Sunday, March 16, 2008

I Got Beat Up By Pauly Shore


I was in Los Angeles over the weekend for work. It's a hazy twilight, and before the sun can disappear beneath the downtown smog one of my co-workers suggests grabbing a drink. Being tourists, we decide to go to the only place we've heard of from TV and Motley Crue videos; the Sunset Strip.

Although Google Maps says the trip will take 15 minutes, we get there in an hour, which we would later learn is actually decent. I get out of the car and am quickly bombarded with the aroma of posh restaurants serving tiny plates of intricately laid out cuisine to groups of effeminate guys in sports coats and incredibly hot women in fuck me heels. I am starting to like it here.

My co-worker and I walk, and the further we walk, the more the Strip starts to change. Slowly the trendy boutiques and bistros are replaced by grimy rock clubs and leather themed clothing stores. Joe Cellphone and his sport coat are no more, as punk rock kids with pink Mohawks and socially conscious t-shirts now own the territory. The women are still incredibly hot.

Being two lawyers in ties, we glance at the surroundings, and then quickly retreat back to yuppyland. We are standing outside of a bar called the Saddle Ranch when I notice a comedy club next door. As my eyes scan the ascetics they stop on a small, mousey figure in a blue shirt leaning against the railing of the club's deck.

"Is that Pauly Shore?" I blurt out.

My co-worker gives me a look that suggests he doesn't give a shit, but I am determined to confirm my initial impression. I begin walking towards the deck and my co-worker follows me. When I get to within a couple feet the figure by the railing turns to face me.

I will never forget that look. He was definitely older, with a receding hairline and large black circles under his eyes, but he still had the same smart ass smirk. There was no longer any doubt, I was in the presence of the original Weasel himself. Soon Pauly is joined on the deck by a tall, incredibly beautiful blonde in a tight top. Call me slow, but I'm starting to see a theme in LA.

My co-worker and I stand and stare. Pauly and his gal pal finally notice us, and they don't look pleased.

"Is there something I can do for you?," Pauly says, his voice lacking the exuberant tone and syllable stretching inflection of his MTV days.

"No," I reply.

"Then why don't the two of you stop staring and turn around," Pauly says.

My co-worker starts to leave, however I stand my ground in an aggressive posture. I’m not sure whether it was the stress of adapting to a new environment or being told off by the star of Bio-Dome, but Pauly’s words leave me incensed.

"Fuck you, you no talent has been," I say, stunning myself and my co-worker, who is now about three feet behind me.

And this is when Pauly goes from mildly peeved to straight ballistic.

"Okay, now we have issues," Pauly says while hopping over the railing and running towards me. Out of the corner of my eye I can see my co-worker take off. I begin to raise my fists in a defensive posture, but I’m too slow, as Pauly leaps high in the air and brings his foot crashing down into my chest.
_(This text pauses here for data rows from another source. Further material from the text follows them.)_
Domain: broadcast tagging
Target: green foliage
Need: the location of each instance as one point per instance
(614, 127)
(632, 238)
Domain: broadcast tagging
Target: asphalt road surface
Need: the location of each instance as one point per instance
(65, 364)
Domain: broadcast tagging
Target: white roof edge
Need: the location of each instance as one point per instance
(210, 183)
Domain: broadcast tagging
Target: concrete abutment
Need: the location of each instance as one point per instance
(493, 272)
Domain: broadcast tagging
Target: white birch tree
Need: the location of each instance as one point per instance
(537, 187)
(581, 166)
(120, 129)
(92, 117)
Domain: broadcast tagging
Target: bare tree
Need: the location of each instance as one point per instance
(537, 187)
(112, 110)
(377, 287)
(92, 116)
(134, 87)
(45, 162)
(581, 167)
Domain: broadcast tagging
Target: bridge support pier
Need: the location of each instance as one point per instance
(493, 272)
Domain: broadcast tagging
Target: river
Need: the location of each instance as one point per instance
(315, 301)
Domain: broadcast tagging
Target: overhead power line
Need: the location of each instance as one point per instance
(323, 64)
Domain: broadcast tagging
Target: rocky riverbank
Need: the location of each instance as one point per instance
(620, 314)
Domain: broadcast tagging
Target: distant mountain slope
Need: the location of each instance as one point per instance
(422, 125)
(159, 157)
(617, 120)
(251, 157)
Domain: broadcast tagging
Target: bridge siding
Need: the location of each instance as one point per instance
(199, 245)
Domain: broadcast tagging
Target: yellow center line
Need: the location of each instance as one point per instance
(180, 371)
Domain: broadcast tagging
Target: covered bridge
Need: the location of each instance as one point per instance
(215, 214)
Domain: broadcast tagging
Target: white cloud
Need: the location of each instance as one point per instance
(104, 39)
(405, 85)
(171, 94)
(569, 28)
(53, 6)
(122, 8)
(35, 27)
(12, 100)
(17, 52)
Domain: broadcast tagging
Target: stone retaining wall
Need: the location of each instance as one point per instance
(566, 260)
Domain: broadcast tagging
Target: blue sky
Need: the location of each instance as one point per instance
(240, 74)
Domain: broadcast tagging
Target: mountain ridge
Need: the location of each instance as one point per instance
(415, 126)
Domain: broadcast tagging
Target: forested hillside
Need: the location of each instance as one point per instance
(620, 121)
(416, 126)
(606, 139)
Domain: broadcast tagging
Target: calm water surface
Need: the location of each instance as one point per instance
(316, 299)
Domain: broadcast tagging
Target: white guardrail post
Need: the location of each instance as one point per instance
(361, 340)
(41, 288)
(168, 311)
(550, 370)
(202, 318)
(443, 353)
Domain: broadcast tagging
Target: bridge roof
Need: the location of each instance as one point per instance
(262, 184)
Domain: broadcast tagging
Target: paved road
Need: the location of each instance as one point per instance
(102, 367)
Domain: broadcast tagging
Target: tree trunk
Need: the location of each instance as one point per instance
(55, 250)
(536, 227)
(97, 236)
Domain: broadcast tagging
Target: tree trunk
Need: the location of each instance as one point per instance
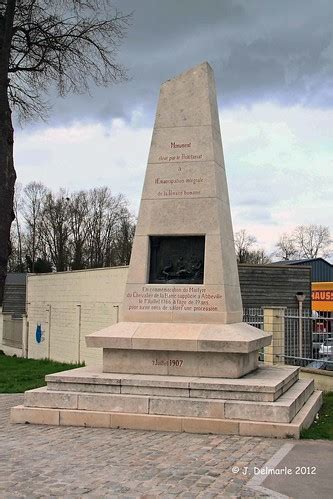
(7, 171)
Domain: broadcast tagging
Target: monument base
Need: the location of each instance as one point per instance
(180, 349)
(271, 401)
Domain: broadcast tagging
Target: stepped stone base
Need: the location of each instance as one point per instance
(269, 402)
(209, 350)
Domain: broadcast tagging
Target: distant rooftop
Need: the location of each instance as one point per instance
(322, 270)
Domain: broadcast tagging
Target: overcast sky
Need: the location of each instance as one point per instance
(273, 64)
The force sends me straight onto my back, and I can see Pauly standing over me. Without any wasted motion he grabs my collar, lifts me up over his head, and then slams me against the brick wall of the comedy club, where he begins punching me in the face with lightning fast jabs and devastating right crosses.
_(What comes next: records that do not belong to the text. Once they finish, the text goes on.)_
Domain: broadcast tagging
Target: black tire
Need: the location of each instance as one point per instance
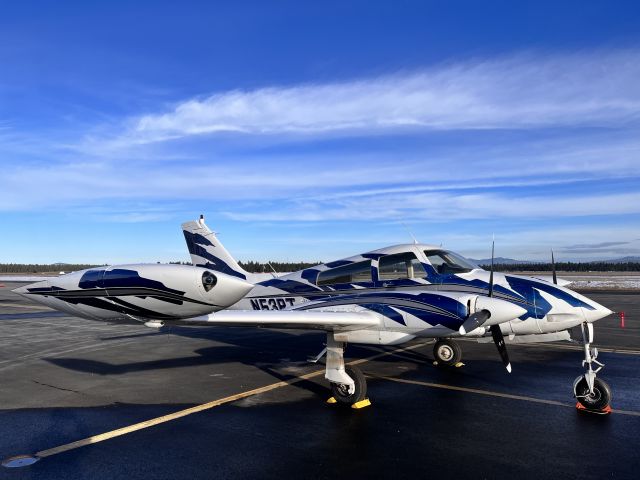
(601, 397)
(447, 352)
(341, 392)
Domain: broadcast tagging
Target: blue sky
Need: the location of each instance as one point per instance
(316, 131)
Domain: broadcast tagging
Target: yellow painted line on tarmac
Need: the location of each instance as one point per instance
(491, 393)
(200, 408)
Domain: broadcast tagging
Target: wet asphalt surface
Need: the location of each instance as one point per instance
(63, 379)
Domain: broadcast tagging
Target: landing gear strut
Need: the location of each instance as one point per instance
(592, 393)
(348, 385)
(447, 352)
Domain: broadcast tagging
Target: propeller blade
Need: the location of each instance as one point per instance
(474, 321)
(498, 339)
(493, 244)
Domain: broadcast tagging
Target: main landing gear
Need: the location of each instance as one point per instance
(348, 385)
(593, 394)
(447, 352)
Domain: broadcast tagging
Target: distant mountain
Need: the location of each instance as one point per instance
(629, 259)
(500, 260)
(511, 261)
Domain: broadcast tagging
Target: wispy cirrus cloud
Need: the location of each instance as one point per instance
(521, 91)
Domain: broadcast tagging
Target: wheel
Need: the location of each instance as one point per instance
(341, 392)
(447, 352)
(599, 399)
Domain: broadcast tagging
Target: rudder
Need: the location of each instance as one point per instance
(207, 251)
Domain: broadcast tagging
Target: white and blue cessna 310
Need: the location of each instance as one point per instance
(384, 297)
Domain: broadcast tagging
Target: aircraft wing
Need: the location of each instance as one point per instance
(293, 319)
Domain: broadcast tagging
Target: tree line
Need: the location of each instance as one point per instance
(42, 267)
(566, 267)
(260, 267)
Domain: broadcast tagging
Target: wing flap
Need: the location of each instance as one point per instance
(293, 319)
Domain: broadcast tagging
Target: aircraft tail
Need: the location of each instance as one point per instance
(207, 251)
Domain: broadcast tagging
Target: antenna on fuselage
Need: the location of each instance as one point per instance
(496, 331)
(415, 240)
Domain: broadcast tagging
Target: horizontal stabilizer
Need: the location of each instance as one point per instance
(536, 338)
(548, 278)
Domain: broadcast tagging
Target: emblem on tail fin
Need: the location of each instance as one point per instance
(207, 251)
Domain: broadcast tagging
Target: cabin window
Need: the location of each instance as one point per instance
(355, 272)
(444, 261)
(399, 266)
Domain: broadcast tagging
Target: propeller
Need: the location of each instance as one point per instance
(496, 332)
(474, 321)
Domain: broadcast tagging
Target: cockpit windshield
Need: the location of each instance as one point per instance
(448, 262)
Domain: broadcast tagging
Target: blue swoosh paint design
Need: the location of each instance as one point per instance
(195, 243)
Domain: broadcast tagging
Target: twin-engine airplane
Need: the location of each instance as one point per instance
(384, 297)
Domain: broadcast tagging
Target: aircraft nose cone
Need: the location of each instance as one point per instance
(597, 313)
(501, 310)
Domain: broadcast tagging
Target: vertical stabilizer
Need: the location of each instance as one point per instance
(207, 251)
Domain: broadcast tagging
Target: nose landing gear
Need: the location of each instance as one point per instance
(593, 394)
(348, 385)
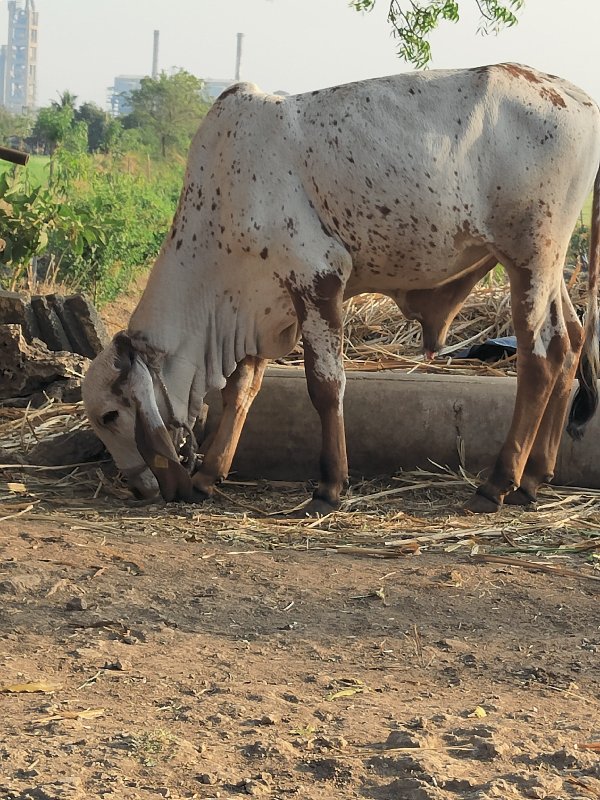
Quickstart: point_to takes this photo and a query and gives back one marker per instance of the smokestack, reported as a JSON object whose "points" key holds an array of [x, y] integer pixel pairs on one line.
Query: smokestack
{"points": [[238, 58], [155, 56]]}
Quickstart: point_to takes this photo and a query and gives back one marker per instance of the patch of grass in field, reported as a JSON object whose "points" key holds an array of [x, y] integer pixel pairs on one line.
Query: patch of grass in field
{"points": [[37, 168]]}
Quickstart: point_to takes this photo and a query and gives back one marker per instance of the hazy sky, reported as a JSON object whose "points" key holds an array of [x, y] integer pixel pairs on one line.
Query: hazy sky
{"points": [[294, 45]]}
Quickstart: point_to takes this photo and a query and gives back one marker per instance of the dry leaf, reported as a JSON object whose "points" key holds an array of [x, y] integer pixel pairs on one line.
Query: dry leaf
{"points": [[29, 687], [346, 692], [86, 713], [478, 712], [593, 746]]}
I grow increasingly dazed, and blood starts entering my field of vision. Every once in a while I can see a sadistic smile on Pauly's face, or hear him ask me in profanity laced language whether I've learned my lesson, whether I've learned that the Weasel is far from a 90s novelty act.

At this point, I am no longer trying to defend myself. I am simply in survival mode. I finally fall to the ground, where Pauly's starts kicking me.

"Alright, he's had enough Pauly!" the blonde from the deck shouts.

"Shut up bitch, or you'll be next," Pauly retorts, as he continues pummeling my ribs with his size 5 Men's shoe.

“How do you like that buddy-y!?” “How do you like that!?” Pauly howls, as his words usher me to unconsciousness.

8 hours later I wake up in the hospital. The doctors tell me I've got a bruised sternum, 2 broken ribs, a concussion, and a nasty gash over my left eye. According to their medical expertise, I'm going to be released in another day or two.

The cops also pay me a visit. The Chief is the first fat guy I've come across out here, which makes me think he's from the East Coast. He asks me to tell him my story for a report. When I finish recounting to him everything I've said to you, he looks at his note pad in disgust and shakes his head.

"Pauly Shore again," he mumbles to himself before slowly heading out into the hallway.

I lie back into my morphine induced bliss and close my eyes. I love LA.



2 comments:

GeologyJoe said...

Great fuckin' story.
That is MESSED UP!
but i guess the truth hurts.

Anonymous said...

Who knew Pauley Shore was so badass?